The client’s interest in being charged a “reasonable” fee is still protected because the ultimate fee charged to the client by the second lawyer, for all of the work only performed by the second lawyer, must be “reasonable” under ER 1.5(a)’s factors. Again – the client cares about the reasonableness of the fee – not what the lawyer does with the fee once it is earned.
EAC’s proposed amendment, to add paragraph 1.5(f) to Rule 1.5, complicates the analysis and does not provide any necessary client protection. The proposed paragraph (f)’s application would be to “circumstances other than those governed by 1.5(e)” but it does not explain how a lawyer determines if paragraph (e) or (f) applies to the situation. Nor should a Rule refer to duties of a “firm” when the ethical requirements in ER 1.5 apply to lawyers, not firms. EAC’s proposal could be interpreted as requiring that “firms” disclose fee divisions when paying a portion of fees for rent, bank loans, advertising, or salaries. Proposed paragraph (f) is not needed.

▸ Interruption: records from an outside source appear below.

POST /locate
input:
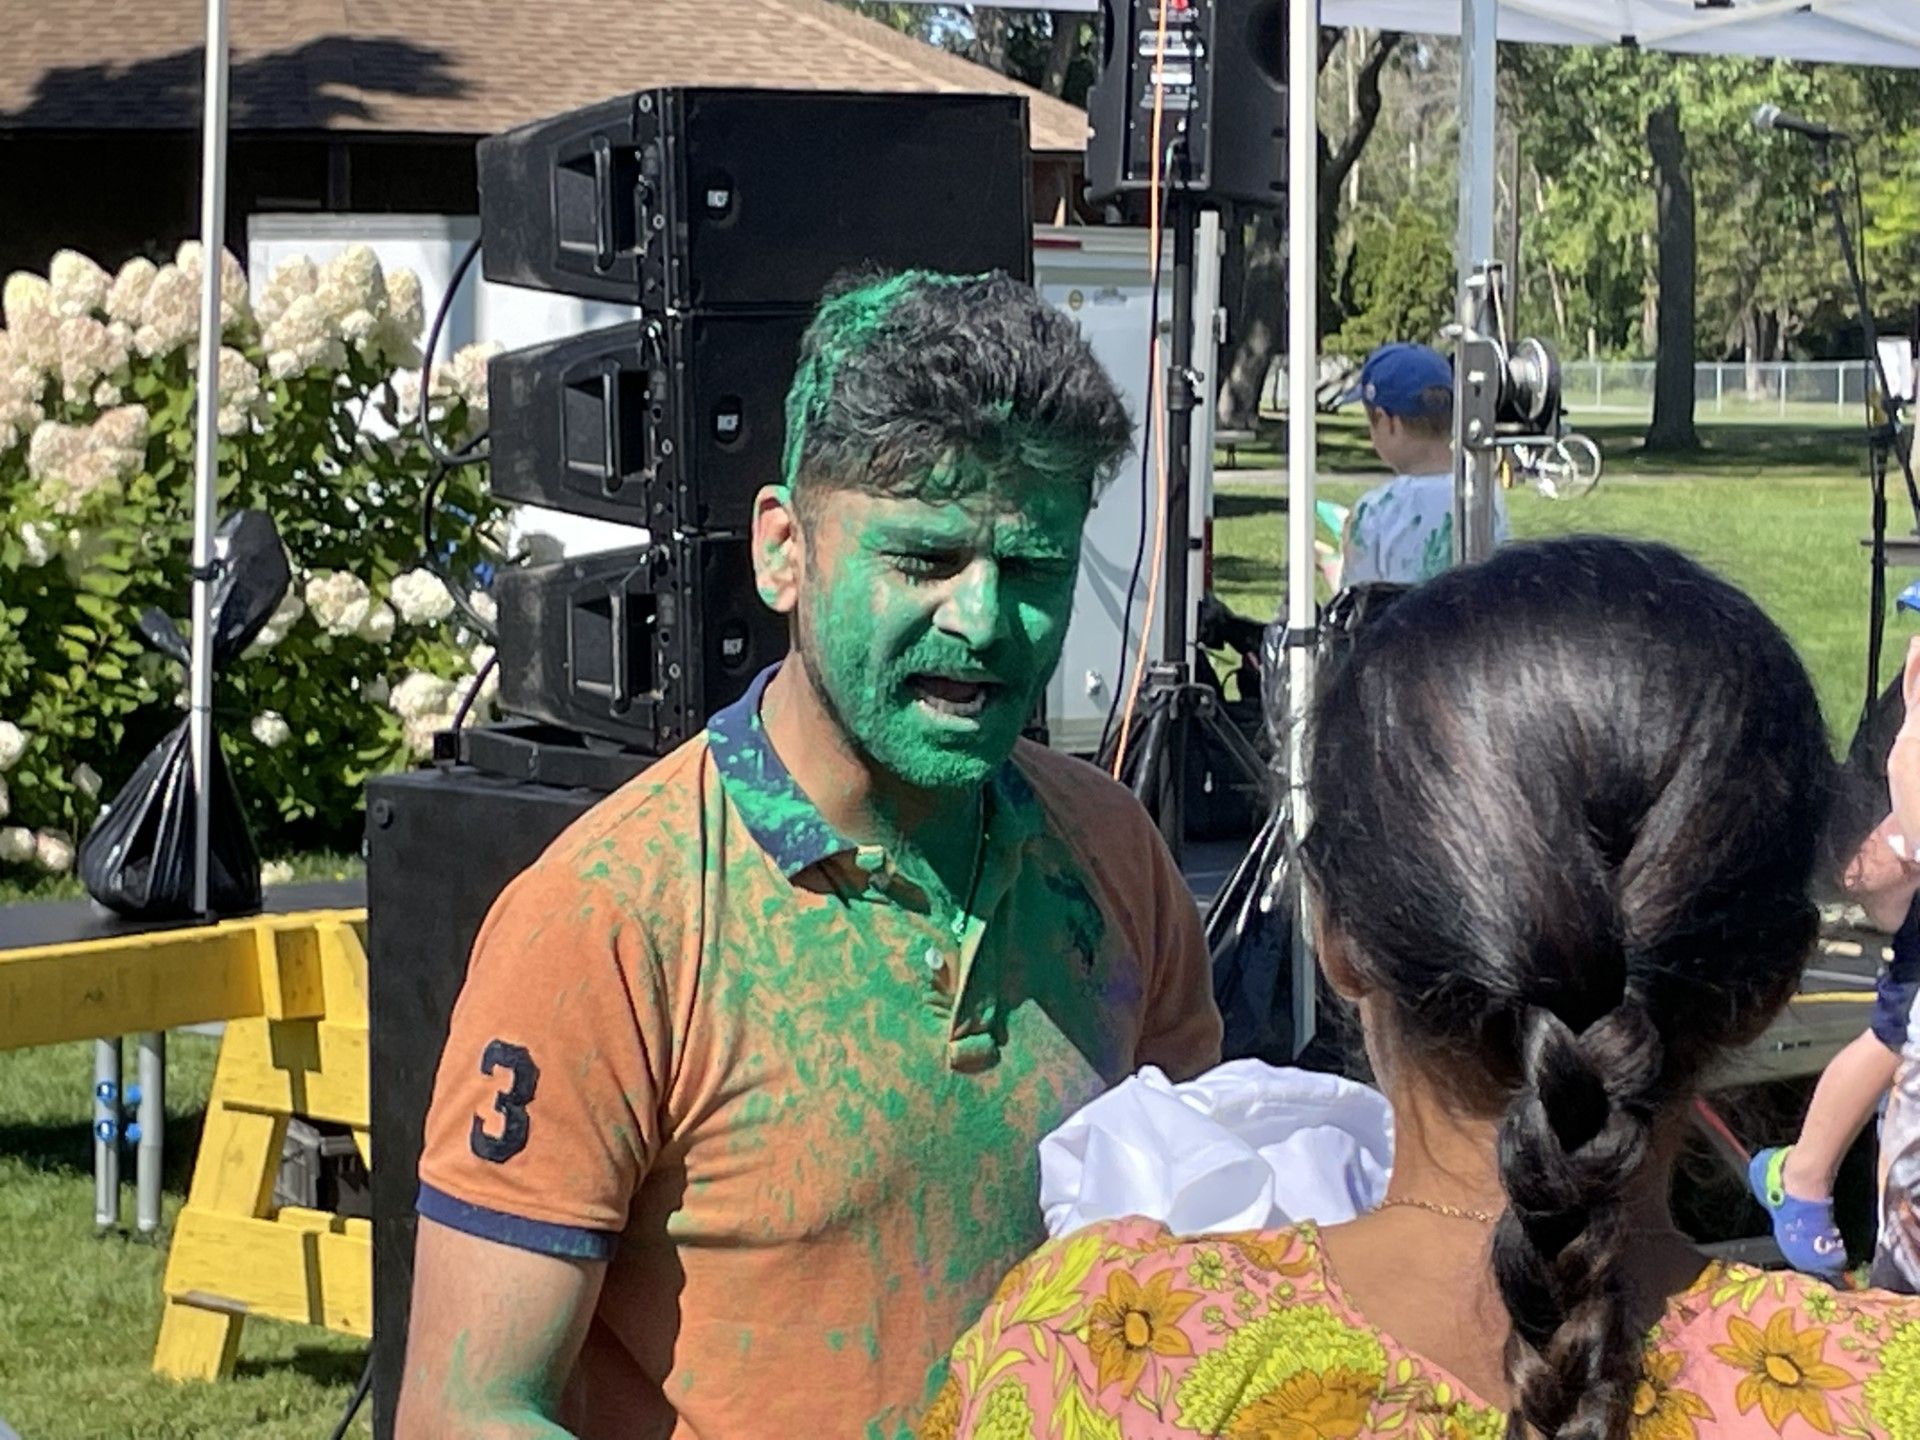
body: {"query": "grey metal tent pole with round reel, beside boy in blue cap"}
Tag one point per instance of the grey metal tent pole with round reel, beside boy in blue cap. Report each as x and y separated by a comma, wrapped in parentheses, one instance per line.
(1474, 473)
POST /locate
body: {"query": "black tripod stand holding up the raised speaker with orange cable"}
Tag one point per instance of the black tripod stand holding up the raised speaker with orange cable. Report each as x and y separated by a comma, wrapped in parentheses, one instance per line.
(1176, 711)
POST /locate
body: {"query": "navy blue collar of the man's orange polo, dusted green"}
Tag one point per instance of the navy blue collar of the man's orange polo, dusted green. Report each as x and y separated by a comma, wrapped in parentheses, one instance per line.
(790, 827)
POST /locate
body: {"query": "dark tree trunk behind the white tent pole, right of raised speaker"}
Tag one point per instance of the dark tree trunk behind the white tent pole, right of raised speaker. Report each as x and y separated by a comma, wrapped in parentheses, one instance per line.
(1259, 325)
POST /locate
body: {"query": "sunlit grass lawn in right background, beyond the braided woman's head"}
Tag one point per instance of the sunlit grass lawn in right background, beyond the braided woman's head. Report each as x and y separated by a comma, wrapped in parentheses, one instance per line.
(1777, 510)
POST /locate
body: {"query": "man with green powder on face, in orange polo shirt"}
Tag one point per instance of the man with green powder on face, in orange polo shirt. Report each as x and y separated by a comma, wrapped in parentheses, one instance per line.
(736, 1124)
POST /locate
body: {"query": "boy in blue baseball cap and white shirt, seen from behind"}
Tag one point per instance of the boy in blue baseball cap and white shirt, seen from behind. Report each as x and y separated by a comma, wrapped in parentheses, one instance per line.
(1403, 533)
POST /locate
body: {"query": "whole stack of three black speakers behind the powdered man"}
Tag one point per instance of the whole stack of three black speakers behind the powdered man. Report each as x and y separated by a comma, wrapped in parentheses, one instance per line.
(721, 216)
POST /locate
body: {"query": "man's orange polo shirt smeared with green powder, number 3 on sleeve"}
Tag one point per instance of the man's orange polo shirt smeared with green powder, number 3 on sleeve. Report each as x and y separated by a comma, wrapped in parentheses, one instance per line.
(725, 1049)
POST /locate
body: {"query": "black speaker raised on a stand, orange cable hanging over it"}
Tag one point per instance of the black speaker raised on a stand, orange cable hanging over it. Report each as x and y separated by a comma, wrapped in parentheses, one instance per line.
(1224, 84)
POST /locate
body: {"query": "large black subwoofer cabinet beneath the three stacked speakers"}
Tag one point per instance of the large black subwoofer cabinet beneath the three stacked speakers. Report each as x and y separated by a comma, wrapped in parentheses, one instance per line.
(429, 886)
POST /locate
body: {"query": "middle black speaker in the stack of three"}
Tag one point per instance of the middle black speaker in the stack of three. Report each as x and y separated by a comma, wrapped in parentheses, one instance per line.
(671, 423)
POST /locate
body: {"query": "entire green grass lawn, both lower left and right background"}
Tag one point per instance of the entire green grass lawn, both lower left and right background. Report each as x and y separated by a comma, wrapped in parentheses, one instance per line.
(1779, 510)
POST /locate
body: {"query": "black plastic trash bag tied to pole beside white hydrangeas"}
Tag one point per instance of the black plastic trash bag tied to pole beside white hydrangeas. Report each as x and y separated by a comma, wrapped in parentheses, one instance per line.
(139, 857)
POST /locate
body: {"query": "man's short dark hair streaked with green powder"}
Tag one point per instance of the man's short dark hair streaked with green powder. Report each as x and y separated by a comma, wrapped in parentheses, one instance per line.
(921, 385)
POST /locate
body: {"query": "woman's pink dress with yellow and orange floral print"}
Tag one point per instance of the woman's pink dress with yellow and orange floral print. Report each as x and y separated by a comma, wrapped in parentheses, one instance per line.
(1130, 1333)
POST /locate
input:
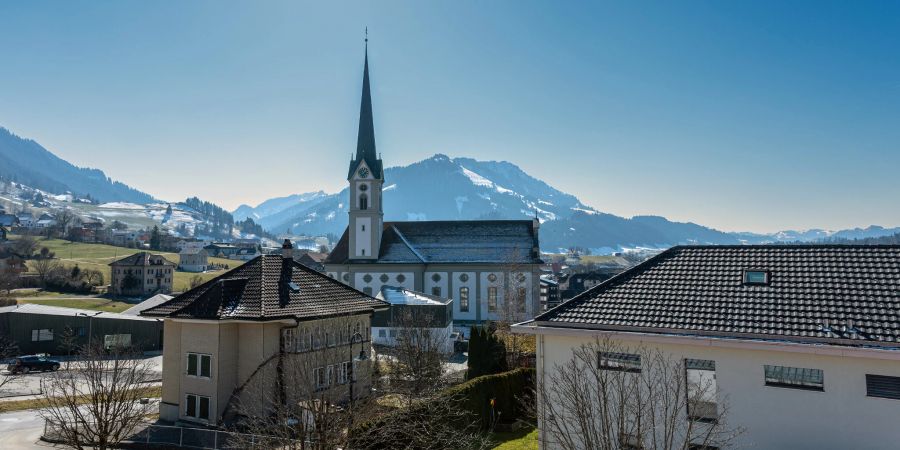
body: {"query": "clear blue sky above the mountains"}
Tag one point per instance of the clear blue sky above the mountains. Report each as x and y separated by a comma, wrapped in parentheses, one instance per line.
(739, 115)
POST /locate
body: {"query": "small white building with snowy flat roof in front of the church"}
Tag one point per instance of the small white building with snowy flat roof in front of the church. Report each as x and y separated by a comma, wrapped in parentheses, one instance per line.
(411, 308)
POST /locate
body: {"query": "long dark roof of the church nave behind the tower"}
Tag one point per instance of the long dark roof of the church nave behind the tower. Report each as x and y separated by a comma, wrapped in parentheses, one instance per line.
(453, 241)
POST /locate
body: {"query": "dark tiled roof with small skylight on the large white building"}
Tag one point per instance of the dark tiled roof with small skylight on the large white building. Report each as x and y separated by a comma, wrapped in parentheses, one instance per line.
(700, 290)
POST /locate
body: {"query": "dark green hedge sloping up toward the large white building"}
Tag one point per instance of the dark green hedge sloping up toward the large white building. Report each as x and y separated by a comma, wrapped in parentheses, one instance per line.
(472, 397)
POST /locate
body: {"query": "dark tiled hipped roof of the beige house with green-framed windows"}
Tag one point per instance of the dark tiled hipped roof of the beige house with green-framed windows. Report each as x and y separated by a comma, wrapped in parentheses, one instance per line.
(259, 290)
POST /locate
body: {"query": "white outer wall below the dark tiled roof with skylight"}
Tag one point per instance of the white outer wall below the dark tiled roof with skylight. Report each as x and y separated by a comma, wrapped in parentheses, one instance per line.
(840, 416)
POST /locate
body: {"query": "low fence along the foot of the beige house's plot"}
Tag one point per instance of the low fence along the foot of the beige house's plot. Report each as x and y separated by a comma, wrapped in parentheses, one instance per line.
(201, 438)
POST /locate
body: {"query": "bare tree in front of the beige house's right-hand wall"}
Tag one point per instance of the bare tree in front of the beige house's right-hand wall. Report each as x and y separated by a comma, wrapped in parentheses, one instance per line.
(301, 398)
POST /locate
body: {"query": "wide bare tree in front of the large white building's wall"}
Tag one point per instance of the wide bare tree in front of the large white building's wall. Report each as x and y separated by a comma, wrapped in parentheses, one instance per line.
(608, 397)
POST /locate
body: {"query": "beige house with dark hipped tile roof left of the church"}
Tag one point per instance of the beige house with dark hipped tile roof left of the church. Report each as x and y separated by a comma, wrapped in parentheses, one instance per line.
(226, 340)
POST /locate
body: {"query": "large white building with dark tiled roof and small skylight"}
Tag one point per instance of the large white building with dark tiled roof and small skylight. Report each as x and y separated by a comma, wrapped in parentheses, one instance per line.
(802, 342)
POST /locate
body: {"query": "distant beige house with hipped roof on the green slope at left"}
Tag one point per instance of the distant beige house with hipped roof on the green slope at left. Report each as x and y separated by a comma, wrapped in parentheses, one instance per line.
(140, 274)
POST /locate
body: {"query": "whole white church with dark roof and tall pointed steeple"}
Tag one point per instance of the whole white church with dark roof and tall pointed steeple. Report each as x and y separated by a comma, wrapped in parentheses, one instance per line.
(489, 268)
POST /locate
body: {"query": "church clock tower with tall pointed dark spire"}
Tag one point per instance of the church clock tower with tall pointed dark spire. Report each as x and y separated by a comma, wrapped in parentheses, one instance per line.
(366, 178)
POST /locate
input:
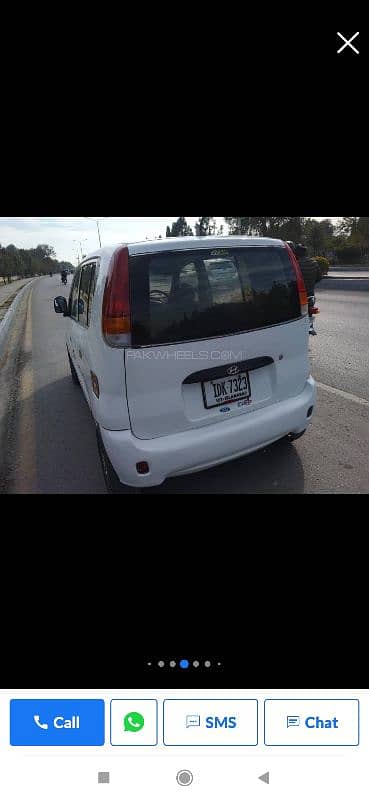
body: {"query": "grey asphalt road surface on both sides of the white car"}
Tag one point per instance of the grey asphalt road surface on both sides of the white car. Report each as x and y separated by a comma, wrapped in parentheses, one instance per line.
(51, 445)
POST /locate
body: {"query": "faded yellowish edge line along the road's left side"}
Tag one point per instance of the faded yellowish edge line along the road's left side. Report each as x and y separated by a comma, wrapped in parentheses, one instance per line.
(25, 479)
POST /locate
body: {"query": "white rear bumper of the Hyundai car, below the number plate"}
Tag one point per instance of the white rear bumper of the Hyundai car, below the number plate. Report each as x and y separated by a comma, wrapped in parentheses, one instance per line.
(201, 448)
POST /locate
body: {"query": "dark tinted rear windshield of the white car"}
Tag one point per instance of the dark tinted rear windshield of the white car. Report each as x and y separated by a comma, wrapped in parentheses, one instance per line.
(199, 294)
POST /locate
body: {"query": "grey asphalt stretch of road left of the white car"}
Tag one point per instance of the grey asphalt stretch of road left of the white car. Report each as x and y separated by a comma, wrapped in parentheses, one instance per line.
(51, 439)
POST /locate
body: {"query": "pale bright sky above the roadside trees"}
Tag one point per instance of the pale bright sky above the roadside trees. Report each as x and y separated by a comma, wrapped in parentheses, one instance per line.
(68, 235)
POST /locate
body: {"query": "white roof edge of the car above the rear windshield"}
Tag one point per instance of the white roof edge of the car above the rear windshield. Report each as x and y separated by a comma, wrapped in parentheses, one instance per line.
(187, 243)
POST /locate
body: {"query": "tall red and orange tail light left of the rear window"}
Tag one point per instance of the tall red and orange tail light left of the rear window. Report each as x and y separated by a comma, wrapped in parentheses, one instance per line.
(116, 317)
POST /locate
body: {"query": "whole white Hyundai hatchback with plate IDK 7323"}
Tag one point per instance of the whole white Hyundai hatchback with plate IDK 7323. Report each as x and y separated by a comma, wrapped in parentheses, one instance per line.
(190, 352)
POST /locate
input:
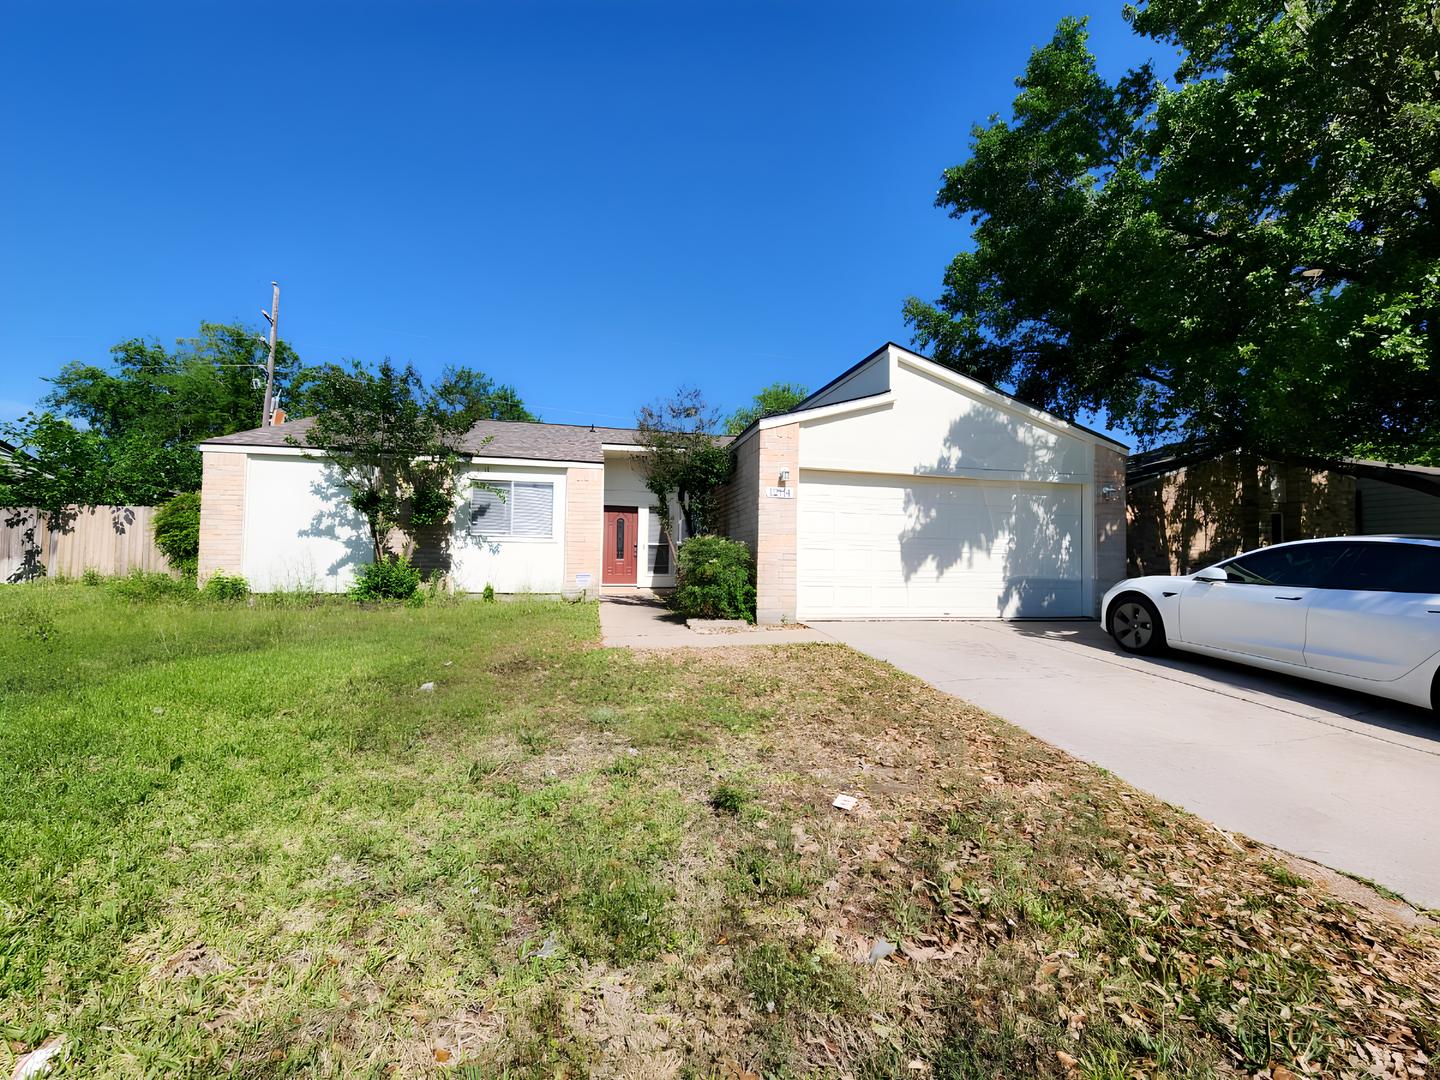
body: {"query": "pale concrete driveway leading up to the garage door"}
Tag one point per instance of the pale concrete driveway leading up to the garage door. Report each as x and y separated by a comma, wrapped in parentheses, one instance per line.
(1340, 778)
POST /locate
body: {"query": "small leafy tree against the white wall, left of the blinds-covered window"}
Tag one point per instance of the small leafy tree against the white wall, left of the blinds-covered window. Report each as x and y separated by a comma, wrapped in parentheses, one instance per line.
(392, 443)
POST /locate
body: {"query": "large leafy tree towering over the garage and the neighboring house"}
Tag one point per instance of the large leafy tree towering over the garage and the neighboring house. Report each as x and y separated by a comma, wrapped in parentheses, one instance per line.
(1245, 253)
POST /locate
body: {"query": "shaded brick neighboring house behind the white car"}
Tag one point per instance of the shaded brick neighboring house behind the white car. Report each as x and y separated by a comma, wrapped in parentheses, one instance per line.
(1189, 509)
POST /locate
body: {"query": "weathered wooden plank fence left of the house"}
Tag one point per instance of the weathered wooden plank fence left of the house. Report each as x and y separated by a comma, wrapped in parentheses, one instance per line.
(112, 541)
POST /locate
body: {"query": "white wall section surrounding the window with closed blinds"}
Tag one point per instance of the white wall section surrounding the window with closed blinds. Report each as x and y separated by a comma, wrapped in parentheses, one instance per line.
(512, 565)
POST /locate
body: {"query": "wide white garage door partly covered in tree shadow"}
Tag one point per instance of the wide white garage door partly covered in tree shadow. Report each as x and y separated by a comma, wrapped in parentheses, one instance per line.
(905, 546)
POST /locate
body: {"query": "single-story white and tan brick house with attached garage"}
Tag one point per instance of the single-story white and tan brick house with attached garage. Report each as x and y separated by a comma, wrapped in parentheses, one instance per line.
(898, 490)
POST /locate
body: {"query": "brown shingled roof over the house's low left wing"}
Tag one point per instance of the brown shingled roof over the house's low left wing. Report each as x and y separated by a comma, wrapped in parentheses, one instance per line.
(521, 440)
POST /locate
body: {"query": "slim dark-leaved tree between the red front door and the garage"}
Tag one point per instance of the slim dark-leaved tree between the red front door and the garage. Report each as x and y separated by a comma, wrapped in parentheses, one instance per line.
(683, 460)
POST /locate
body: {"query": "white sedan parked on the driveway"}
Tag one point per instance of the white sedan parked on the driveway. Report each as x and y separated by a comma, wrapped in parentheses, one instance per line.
(1360, 613)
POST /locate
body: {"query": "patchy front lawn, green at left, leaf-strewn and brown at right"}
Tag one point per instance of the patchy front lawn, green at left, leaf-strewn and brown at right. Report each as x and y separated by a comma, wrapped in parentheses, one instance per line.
(244, 840)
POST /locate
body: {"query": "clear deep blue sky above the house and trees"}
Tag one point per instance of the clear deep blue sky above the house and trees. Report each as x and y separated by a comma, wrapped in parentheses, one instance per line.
(595, 202)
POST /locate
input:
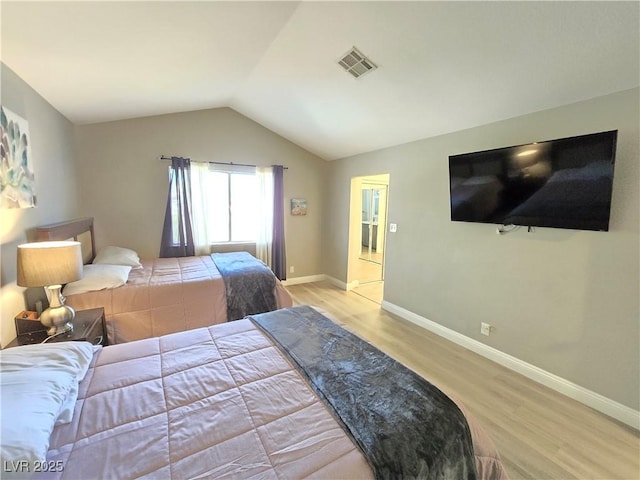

What would be useful is an explanatory Comment to Rule 1.5 such as the following:
[9] Paragraph (e) applies only to situations where lawyers in two or more firms jointly represent a client. Then the client is entitled to understand both how the lawyers will divide the work responsibilities and how the one fee charged to the client will be apportioned between the lawyers, in order to assess whether the total fee is reasonable for the work performed. This paragraph does not apply when a lawyer is paying a portion of a fee to a lawyer (or anyone else) in another firm, simply for referring the client and the two lawyers will not be jointly responsible for the matter.
Any concern regarding lawyers inflating the fees charged to clients in order to pay a referral fee are addressed sufficiently by ER 1.5(a)’s factors.